Chowdhury Salim A, Koyutürk Mehmet
Department of Electrical Engineering and Computer Science, Case Western Reserve University, Cleveland, OH, USA.
Pac Symp Biocomput. 2010:133-44. doi: 10.1142/9789814295291_0016.
In the study of complex phenotypes, single gene markers can only provide limited insights into the manifestation of phenotype. To this end, protein-protein interaction (PPI) networks prove useful in the identification of multiple interacting markers. Recent studies show that, when considered together, many proteins that are connected via physical and functional interactions exhibit significant differential expression with respect to various complex phenotypes, including cancers. As compared to single gene markers, these "coordinately dysregulated subnetworks" improve diagnosis and prognosis of cancer significantly and offer novel insights into the network dynamics of phenotype. However, the problem of identifying coordinately dysregulated subnetworks presents significant algorithmic challenges. Existing approaches utilize heuristics that aim to greedily maximize information-theoretic class separability measures, however, by definition of "coordinate" dysregulation, such greedy algorithms do not suit well to this problem. In this paper, we formulate coordinate dysregulation in the context of the well-known set-cover problem, with a view to capturing the coordination between multiple genes at a sample-specific resolution. Based on this formulation, we adapt state-of-the-art approximation algorithms for set-cover to the identification of coordinately dysregulated subnetworks. Comprehensive experimental results on human colorectal cancer (CRC) show that, when compared to existing algorithms, the proposed algorithm, NETCOVER, improves diagnosis of cancer and prediction of metastasis significantly. Our results also demonstrate that subnetworks in the neighborhood of known CRC driver genes exhibit significant coordinate dysregulation, indicating that the notion of coordinate dysregulation may indeed be useful in understanding the network dynamics of complex phenotypes.
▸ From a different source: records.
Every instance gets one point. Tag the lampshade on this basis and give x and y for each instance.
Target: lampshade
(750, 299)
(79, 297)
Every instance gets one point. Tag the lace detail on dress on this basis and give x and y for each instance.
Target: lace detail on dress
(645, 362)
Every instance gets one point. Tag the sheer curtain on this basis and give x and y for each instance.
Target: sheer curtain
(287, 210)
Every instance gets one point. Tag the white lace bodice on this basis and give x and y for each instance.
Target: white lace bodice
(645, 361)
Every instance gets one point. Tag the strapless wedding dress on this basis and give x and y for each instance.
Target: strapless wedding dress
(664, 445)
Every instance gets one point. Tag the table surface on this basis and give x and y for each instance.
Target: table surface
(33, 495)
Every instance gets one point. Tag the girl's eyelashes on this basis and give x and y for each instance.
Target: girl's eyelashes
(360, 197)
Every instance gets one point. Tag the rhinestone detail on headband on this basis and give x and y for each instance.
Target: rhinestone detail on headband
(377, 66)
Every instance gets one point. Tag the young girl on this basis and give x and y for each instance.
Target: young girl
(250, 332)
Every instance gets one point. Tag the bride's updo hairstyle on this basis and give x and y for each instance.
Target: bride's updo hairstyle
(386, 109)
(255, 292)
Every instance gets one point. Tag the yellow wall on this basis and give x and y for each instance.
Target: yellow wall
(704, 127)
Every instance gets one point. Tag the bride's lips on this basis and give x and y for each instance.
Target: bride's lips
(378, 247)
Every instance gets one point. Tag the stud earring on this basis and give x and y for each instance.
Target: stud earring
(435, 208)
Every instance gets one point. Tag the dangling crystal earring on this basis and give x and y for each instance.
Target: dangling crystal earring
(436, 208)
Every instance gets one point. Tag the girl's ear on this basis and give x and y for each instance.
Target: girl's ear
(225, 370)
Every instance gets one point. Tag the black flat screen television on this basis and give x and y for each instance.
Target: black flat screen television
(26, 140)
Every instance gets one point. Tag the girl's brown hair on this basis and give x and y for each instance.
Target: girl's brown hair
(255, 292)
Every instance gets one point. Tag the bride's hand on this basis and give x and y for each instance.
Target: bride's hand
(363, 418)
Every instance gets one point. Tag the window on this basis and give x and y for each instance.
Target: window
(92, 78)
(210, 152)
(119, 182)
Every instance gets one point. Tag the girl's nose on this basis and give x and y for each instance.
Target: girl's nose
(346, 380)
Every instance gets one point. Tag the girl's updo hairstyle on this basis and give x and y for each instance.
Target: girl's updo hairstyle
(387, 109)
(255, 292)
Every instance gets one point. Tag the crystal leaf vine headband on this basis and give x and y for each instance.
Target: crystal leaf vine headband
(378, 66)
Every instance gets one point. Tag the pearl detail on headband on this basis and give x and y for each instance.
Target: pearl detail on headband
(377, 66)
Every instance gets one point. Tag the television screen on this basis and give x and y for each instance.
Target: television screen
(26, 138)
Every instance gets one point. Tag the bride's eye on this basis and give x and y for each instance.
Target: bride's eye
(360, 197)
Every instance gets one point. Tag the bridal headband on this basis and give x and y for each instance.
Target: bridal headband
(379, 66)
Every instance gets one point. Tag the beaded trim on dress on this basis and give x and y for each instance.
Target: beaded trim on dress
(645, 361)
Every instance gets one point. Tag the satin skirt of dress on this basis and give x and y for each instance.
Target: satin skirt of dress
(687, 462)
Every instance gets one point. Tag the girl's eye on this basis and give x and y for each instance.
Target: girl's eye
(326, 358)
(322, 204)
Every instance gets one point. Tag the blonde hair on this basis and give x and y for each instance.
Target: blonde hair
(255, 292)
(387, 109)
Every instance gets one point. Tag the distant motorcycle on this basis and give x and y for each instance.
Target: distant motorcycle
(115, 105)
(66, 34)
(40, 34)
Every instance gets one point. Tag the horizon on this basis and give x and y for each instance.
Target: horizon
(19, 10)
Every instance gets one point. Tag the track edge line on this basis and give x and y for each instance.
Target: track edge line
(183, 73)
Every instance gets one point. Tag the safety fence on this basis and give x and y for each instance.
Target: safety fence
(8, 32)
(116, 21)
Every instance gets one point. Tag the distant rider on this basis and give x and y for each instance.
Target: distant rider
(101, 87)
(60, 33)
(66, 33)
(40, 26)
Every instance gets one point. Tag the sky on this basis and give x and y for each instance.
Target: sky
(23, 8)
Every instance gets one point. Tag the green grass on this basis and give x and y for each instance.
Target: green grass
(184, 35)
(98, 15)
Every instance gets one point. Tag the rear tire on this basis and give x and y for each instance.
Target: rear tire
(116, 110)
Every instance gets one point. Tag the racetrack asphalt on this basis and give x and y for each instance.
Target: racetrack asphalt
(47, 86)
在复杂表型的研究中,单基因标记只能为表型的表现提供有限的见解。为此,蛋白质-蛋白质相互作用(PPI)网络在识别多个相互作用标记方面被证明是有用的。最近的研究表明,当综合考虑时,许多通过物理和功能相互作用连接的蛋白质在包括癌症在内的各种复杂表型方面表现出显著的差异表达。与单基因标记相比,这些“协同失调子网”显著改善了癌症的诊断和预后,并为表型的网络动态提供了新的见解。然而,识别协同失调子网的问题带来了重大的算法挑战。现有方法利用启发式算法,旨在贪婪地最大化信息理论类可分离性度量,然而,根据“协同”失调的定义,这种贪婪算法不太适合这个问题。在本文中,我们在著名的集合覆盖问题的背景下制定协同失调,以期在样本特定分辨率下捕捉多个基因之间的协同作用。基于此公式,我们将用于集合覆盖的最先进近似算法应用于识别协同失调子网。对人类结直肠癌(CRC)的综合实验结果表明,与现有算法相比,所提出的算法NETCOVER显著改善了癌症诊断和转移预测。我们的结果还表明,已知CRC驱动基因附近的子网表现出显著的协同失调,这表明协同失调的概念在理解复杂表型的网络动态方面可能确实有用。